Mazak Series Repair
Mazak Integrex Spindle Repair & Grinding
Integrex multitasking machines have two spindles each — a turning spindle in the headstock and a B-axis milling spindle in the upper-tooling. The milling spindle is the higher-stress component because it sees both axial and lateral cuts under load. Bearing-pack life is shorter than on a straight VMC, and post-rebuild kinematic alignment matters more because mill-turn tolerances are tighter than on either lathe or vertical mill alone.
Models in this series we service
- Integrex 100
- Integrex 200
- Integrex 300
- Integrex 400
- Integrex e-500H
- Integrex e-650H
- Integrex e-1060V/10
- Integrex e-1250V/10
- Integrex e-1550V/10
- Integrex e-1850V/10
- Integrex j
- Integrex i-V
- Integrex i-H
Common failure patterns
- B-axis milling spindle bearing-pack wear from sustained heavy cuts — primary failure mode on Integrex platforms.

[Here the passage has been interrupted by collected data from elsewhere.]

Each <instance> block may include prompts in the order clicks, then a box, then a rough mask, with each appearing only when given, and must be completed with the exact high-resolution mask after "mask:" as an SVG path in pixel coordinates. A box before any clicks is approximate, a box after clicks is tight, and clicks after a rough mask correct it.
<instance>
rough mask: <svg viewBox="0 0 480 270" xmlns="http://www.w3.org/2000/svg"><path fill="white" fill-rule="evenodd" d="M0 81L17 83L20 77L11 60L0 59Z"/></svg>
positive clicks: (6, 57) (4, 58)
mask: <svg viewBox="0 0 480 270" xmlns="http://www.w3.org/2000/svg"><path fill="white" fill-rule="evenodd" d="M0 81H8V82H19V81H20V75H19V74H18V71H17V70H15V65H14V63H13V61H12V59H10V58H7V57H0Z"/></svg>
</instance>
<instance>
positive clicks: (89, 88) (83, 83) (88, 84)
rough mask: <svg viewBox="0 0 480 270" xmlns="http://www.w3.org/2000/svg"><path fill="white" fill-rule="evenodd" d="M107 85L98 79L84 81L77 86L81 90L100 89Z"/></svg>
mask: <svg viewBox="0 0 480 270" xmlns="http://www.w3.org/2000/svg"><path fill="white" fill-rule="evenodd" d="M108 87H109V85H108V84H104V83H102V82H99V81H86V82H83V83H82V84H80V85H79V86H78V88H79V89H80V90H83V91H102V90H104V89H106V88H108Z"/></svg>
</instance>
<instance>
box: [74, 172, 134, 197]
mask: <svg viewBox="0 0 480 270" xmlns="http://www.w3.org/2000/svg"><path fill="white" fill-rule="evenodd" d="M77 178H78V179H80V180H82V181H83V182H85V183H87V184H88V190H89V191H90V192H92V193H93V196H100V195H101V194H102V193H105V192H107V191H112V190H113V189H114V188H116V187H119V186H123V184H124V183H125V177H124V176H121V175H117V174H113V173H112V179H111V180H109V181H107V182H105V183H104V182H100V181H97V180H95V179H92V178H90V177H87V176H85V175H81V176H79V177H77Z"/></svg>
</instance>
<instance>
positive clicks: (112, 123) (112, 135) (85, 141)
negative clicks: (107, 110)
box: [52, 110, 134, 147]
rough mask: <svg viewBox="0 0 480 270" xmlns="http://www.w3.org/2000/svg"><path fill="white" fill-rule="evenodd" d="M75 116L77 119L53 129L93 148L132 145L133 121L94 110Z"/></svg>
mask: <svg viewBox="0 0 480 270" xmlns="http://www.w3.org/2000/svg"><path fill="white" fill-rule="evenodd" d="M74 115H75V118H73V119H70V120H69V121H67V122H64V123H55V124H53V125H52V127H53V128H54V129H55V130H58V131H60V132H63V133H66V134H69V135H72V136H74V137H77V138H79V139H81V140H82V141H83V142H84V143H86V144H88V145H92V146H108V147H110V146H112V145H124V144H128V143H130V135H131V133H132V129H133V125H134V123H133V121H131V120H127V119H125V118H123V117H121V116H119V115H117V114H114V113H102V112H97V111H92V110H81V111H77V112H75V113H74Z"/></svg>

- Turning spindle bearing wear under heavy axial loads on e-series and i-H machines.
- Encoder drift on the B-axis spindle after thermal cycling — particularly on Integrex i-200 and 300 originals.
- Lower-turret spindle issues on e-series multi-spindle configurations.
- Spindle chiller faults that lead to thermal-related bearing damage if not caught early.
Controls used on this series
Original Integrex i-series spindle drives paired with Mazatrol Matrix controls; current i-H, i-V, and e-V/10 ship on SmoothX. After any B-axis spindle work, we run the kinematic verification rather than handing it back for the shop to chase — that's standard Integrex service practice.
Lead time
Lead time depends on the model, the failure mode, and parts availability. Diagnostic is fast; full rebuilds run 3 to 5 weeks on most jobs. We scope each job individually rather than quoting a generic window.